Please note that these pages date from 2003 and are near prehistoric in internet terms. It was good stuff when it was written, but old hat now.
These pages not maintained and I no longer deal with queries about them. They remain here for historical interest.
The principal raison d'être for this website is so that I can play around with web programming technology. Which goes some way towards excusing its weedy content. These pages summarise some of the goings-on behind the scenes. None of this is highly sophisticated—I'm only a hobbyist dabbler—but some of the tips and tricks might be of interest.
All of the techniques discussed here are actually in use on my webpages here or other pages I have built. All the examples are real examples. That's why I hope they will be useful to you. These pages are not intended to be a comprehensive source of information on the techniques discussed: there are much better sources of that, some of which I try to link to in the Links section.
I have been an almost daily user of the World Wide Web since about 1993, and an Internet user before that. As I write that is a timespan of over a decade: short by human standards, but several generations for the Web. Over that time I have seen dozens of browsers come and go, revision after revision of the HTML specifications, and any number of new webpage technologies and proprietary browser extensions.
The prejudices which pervade these pages arise from this long exposure to the Web, and the frequently frustrating and challenging experience surfing has now become. So, my first obsession is with web standards. My second is a corollary of the first, a drive for accessibility.
I talk about this a little more on the XHTML and CSS2 pages and the Javascript pages. XHTML is a version of HTML heavily influenced by XML, which is where the future of the standards-based web seems to lie, so I've put some notes on working with XML on the XML page.
HTML and CSS are fine for delivering static content to peoples' web-browsers. It's much more fun, however, to generate web pages dynamically.
Some of my pages are dynamically generated for trivial reasons: the date stamp in the title of the "who am I?" page changes with each access; the title of my homepage changes according to whether you access it as www.edginet.org or ben.edgingtonfamily.org.
Some of my pages are dynamically generated for easy maintenance. The What's New list appears on the homepage as well as having a more comprehensive page of its own. Rather that maintain the list separately on each page I create a single list which is read by the scripts that generate each page. My sermon pages are dynamically generated to make adding a new sermon as straightforward as possible. The page you are reading is dynamically generated so that I can include the title, index, navigation, footer etc. on each of pages without duplicating all the code. In fact, the page-index is automatically generated for even easier maintenance (see the server-side XSLT section for details).

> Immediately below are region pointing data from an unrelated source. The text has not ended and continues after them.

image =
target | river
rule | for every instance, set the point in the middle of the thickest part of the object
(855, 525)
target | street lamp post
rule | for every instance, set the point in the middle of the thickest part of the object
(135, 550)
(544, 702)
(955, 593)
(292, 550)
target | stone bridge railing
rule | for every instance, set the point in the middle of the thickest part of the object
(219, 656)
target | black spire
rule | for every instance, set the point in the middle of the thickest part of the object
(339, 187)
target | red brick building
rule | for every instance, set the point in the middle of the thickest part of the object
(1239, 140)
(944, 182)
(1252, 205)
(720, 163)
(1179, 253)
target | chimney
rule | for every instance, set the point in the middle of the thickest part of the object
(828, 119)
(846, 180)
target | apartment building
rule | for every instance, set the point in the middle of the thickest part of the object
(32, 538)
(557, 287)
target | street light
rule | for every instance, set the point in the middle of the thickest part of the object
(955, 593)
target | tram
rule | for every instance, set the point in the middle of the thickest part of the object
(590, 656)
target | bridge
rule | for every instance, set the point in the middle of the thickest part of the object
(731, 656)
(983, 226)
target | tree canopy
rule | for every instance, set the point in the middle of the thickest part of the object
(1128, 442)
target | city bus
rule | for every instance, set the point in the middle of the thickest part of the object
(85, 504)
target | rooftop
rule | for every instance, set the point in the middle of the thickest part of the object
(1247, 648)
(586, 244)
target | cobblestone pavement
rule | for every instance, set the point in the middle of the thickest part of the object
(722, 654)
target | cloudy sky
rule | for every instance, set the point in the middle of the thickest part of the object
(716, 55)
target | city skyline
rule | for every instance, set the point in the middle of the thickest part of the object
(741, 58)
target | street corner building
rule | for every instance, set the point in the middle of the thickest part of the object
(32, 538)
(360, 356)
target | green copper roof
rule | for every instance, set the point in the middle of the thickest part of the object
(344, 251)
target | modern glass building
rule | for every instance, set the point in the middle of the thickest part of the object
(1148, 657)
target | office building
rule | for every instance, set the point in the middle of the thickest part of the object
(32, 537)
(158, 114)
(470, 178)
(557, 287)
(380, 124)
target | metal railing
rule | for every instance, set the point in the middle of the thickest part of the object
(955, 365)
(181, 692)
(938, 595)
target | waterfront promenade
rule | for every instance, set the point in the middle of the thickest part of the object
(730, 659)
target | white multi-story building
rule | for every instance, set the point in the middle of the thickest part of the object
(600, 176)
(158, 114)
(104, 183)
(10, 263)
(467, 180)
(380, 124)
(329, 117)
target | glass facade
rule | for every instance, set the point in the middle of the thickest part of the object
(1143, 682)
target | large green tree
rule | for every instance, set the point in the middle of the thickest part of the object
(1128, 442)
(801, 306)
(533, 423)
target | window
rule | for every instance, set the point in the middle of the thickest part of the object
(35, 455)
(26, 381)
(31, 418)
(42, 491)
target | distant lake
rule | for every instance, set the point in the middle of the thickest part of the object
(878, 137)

Some of my pages are dynamically generated because they do interesting things not possible with static HTML. The M'Cheyne Bible Calendar is the most sophisticated script on the site, with output that changes daily. The HTTP header viewer processes a form and returns the result. And although it would be possible to implement the GIF-server statically it would require over 100 million individual files, occupying some ten gigabytes of disk space. A single 2835 byte Perl script seems a sensible alternative 8^).
For more about generating dynamic content have a look at the Perl and PHP or MySQL pages for starters.